In my teaching and research, I explore how material objects and designed environments articulate personal and political identities in modern Europe (1848-1968). I am Course Director of the Master of Studies in the History of Design programme (www.conted.ox.ac.uk/msthd taught part-time over two years in the Department for Continuing Education). I also welcome doctoral projects exploring the history of modern art, craft, design and architecture especially in France since 1870.

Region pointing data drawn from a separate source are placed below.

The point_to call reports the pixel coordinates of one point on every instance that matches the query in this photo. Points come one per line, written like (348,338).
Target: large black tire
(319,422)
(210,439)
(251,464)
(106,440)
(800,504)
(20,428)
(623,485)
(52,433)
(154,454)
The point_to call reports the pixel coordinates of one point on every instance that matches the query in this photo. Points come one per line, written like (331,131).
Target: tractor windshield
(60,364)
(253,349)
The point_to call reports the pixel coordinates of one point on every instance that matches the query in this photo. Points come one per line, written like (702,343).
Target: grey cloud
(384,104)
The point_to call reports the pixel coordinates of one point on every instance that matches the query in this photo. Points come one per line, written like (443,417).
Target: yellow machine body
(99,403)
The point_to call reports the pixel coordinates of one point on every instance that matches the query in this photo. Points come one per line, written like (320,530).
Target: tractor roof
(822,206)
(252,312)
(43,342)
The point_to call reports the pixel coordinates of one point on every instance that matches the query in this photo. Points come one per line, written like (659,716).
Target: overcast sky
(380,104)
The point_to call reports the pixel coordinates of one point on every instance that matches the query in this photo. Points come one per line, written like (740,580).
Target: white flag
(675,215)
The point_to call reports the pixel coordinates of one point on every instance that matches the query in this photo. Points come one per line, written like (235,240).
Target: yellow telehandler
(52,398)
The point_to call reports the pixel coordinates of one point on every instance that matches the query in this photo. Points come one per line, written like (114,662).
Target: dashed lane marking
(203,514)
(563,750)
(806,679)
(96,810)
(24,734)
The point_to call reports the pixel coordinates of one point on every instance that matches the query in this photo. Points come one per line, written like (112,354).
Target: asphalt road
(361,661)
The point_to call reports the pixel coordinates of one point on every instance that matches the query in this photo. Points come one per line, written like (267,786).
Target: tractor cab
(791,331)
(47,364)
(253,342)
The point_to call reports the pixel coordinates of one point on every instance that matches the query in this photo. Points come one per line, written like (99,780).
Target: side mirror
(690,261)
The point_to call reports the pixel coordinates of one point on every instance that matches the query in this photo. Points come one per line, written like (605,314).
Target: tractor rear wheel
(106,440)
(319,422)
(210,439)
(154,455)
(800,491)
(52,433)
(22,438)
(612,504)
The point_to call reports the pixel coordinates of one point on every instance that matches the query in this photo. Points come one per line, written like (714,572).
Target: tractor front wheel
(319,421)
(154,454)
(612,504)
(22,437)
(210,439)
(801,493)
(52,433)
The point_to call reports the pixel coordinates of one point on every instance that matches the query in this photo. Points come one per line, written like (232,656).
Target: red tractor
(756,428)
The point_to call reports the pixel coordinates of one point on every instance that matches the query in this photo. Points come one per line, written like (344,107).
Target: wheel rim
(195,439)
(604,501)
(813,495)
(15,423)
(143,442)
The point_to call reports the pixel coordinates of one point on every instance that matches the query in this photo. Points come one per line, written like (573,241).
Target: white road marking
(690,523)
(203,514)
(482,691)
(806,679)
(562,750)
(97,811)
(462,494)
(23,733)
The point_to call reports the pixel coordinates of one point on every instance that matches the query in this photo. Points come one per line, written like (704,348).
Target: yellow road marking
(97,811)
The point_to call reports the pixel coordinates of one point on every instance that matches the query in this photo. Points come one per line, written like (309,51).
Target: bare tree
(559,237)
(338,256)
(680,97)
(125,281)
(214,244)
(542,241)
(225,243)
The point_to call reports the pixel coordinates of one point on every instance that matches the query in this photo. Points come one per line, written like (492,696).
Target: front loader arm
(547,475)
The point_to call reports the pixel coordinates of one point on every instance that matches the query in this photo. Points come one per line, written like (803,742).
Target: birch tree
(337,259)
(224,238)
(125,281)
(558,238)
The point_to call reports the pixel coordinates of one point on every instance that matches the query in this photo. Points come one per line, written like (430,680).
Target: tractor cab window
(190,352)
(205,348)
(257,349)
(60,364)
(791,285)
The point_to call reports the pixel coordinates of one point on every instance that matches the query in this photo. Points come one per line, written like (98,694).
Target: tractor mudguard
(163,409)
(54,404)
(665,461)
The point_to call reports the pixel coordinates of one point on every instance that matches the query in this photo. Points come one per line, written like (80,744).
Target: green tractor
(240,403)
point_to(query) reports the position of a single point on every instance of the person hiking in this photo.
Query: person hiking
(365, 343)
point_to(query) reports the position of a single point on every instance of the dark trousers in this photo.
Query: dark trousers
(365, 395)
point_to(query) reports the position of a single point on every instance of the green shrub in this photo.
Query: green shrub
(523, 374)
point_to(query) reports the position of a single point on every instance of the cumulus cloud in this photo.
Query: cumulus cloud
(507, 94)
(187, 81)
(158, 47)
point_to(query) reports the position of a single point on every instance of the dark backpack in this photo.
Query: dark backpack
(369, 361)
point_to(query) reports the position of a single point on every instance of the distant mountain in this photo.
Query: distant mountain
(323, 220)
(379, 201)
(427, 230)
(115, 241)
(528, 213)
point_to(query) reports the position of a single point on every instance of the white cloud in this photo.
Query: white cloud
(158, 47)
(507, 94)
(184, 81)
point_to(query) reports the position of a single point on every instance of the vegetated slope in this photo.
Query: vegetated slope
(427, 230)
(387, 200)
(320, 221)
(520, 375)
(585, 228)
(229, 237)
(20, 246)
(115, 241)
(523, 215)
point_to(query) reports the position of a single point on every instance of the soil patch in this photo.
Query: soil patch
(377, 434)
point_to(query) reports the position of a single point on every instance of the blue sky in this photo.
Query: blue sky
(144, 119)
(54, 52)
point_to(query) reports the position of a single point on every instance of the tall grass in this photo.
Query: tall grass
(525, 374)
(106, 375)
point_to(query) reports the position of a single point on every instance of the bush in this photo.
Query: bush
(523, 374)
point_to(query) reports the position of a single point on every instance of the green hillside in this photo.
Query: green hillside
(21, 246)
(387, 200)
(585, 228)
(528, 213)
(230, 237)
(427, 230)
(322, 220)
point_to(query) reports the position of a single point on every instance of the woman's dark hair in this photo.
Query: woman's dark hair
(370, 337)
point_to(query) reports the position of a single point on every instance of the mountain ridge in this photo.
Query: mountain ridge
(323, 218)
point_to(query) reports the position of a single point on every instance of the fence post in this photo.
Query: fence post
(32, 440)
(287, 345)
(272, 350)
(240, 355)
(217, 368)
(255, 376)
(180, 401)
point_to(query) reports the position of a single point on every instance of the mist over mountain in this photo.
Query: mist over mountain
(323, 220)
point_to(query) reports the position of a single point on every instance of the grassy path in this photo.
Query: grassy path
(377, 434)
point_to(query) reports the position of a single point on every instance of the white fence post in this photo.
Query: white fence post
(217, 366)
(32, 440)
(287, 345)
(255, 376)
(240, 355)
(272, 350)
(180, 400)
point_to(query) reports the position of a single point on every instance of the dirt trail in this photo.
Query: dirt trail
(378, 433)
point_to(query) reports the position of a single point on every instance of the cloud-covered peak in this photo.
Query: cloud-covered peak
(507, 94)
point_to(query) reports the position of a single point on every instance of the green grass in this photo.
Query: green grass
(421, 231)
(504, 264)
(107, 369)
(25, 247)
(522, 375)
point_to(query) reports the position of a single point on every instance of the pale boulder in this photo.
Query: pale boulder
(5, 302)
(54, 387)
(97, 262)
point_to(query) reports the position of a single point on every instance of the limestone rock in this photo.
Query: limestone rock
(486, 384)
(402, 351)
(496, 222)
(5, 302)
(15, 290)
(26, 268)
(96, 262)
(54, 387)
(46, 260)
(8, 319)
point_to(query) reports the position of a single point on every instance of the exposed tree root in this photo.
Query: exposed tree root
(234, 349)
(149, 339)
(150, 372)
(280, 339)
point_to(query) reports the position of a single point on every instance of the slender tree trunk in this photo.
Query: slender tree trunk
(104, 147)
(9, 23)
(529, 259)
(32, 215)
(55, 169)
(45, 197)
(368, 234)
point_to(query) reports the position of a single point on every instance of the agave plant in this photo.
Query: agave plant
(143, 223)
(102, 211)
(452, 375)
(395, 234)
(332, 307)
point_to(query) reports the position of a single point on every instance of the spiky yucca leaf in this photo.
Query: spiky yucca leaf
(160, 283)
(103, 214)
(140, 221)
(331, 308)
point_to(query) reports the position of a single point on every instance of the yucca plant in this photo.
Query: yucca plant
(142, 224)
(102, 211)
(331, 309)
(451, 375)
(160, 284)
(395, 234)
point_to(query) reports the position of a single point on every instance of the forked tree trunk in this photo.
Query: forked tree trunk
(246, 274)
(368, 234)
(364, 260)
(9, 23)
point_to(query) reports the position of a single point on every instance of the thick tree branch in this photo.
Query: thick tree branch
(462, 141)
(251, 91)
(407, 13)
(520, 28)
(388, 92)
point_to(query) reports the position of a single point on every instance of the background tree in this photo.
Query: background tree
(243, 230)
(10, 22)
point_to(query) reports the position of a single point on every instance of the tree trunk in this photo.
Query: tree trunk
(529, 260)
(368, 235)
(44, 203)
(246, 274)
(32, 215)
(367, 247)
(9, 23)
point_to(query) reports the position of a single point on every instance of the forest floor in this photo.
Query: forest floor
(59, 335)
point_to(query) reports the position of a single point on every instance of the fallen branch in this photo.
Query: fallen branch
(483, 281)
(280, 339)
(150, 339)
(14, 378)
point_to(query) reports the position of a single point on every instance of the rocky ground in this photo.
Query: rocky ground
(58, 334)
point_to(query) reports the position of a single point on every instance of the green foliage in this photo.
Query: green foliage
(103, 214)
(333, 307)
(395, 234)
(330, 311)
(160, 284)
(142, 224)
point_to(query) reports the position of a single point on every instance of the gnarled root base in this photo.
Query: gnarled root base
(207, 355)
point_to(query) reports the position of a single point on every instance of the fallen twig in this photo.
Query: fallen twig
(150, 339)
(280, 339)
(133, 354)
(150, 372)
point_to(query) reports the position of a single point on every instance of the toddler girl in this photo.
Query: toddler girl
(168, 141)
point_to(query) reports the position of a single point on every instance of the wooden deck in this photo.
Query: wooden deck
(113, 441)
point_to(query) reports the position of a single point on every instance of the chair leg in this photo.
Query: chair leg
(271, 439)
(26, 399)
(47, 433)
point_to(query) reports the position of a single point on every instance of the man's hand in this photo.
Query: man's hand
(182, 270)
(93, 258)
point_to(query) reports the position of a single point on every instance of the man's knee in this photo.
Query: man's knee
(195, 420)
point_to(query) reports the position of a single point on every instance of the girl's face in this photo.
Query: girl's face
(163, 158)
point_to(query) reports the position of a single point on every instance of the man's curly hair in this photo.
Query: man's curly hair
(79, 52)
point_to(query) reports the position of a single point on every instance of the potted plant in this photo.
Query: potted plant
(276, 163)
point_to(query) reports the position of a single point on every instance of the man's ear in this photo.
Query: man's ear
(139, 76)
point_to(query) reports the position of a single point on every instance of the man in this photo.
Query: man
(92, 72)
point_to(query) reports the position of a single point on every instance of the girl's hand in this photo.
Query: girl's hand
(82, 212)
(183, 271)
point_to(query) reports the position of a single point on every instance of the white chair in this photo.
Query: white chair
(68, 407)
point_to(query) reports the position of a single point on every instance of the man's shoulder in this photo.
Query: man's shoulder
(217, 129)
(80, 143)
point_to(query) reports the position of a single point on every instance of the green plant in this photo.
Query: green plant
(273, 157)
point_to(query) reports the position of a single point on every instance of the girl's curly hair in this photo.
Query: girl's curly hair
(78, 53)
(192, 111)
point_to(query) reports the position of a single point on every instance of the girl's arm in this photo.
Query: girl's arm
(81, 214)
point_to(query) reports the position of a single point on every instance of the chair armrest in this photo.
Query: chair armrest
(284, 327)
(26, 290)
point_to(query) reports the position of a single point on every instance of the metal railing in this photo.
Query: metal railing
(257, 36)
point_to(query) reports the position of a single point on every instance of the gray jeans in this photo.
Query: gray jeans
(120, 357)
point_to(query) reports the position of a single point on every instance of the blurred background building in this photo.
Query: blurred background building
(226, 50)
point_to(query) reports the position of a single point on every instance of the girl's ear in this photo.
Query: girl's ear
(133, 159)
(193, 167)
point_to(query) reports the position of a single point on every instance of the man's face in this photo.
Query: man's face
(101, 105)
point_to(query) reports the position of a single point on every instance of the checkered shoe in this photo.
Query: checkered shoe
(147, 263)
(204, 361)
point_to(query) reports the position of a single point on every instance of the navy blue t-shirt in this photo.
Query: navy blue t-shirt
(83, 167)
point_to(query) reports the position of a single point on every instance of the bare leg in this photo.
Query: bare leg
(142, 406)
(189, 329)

Regional identity and nationhood in the history of design, craft and art
The politics of production: handicraft and industrial processes
The aesthetics of modern decoration reconciling nature and the machine age
My research centres on the history of decoration in France between 1870 and 1968. The relationships between materiality, design writing and the communication of private and public identity have led me to investigate the role of decorative objects and environments in forging Republican and regional cultural politics. My publications examine a variety of creative production including murals, glass, furniture, jewellery, tapestry, interior and garden design and exhibition scenography. Further questions that interest me are the ways in which decoration has been formulated as an ideological construct and gendered practice as well as moral and pragmatic dilemmas within industrial and handicraft production processes and sympathies and tensions between pantheistic organicism, natural science and the machine age.
My current project is an interdisciplinary cultural history examining how designed objects and environments embodied rival French identities since 1870. The argument focuses on the local creative industries of three borderland spaces: glass produced during the annexation and post-1918 recuperation of Alsace-Lorraine; tapestry woven in Aubusson in the central region of the Creuse which became a crossroads between zones during the 1940-4 Occupation and interior design for the international border spaces of transport design and high office in the 1960s.